By bringing private players, the government is meeting conditions set by the London Bullion Market Association (LBMA) on responsible sourcing to avert human rights violations, avoid conflicts, comply with anti-money laundering standards whilst also fighting terrorist financing practices.

“Being an LBMA accredited refiner provides an assurance that the country’s practices and processes in gold refineries are aligned to the requirements of the Organisation of Economic Cooperation and Development (OECD)’s guidelines on Responsible gold sourcing. Compliance with OECD requirements on responsible sourcing and LBMA accreditation will ensure that our gold exports fetch the highest return on the international market,” ZELA added.

“The unbundling of FPR could release resources needed for the government to comply with LBMA’s requirements on responsible sourcing if adequate legislation is put in place for the private companies to comply with.”

Zimbabwe’s LBMA membership was nullified in 2008 after failing to meet the required conditions on gold production levels.

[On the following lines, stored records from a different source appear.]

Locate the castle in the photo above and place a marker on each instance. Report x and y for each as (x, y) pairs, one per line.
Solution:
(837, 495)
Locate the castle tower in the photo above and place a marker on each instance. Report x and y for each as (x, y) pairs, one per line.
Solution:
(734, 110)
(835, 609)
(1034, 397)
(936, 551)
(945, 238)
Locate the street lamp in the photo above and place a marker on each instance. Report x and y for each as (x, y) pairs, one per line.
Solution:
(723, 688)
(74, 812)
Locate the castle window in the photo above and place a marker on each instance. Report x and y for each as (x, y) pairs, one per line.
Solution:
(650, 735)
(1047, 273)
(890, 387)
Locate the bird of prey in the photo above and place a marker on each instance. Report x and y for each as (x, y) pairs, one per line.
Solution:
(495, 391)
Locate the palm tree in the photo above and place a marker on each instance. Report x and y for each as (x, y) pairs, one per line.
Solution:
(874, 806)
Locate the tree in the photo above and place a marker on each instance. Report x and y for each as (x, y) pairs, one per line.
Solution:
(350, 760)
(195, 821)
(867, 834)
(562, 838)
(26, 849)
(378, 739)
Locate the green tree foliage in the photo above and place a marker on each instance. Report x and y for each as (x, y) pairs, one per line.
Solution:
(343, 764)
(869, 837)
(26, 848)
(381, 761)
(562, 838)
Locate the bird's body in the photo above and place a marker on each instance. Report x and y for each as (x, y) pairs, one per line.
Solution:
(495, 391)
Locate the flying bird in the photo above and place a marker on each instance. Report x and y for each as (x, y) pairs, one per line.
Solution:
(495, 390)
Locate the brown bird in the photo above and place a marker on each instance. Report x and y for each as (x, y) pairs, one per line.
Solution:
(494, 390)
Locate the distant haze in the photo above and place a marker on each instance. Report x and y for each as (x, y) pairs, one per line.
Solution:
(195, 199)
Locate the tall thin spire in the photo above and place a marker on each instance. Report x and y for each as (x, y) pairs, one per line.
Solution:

For Zimbabwe to be re-admitted into LBMA, it must annually produce 10 tonnes of gold.

FPR sells its gold to international markets mainly through refineries in South Africa and Dubai.

“The value that the country acquires from selling its gold to Rand Refineries in South Africa is lower than the value that it would get if the gold export stocks were to be sold directly to LBMA and one of the major reasons is that these refiners charge for the refinery process which they do on the country’s gold exports,” said ZELA.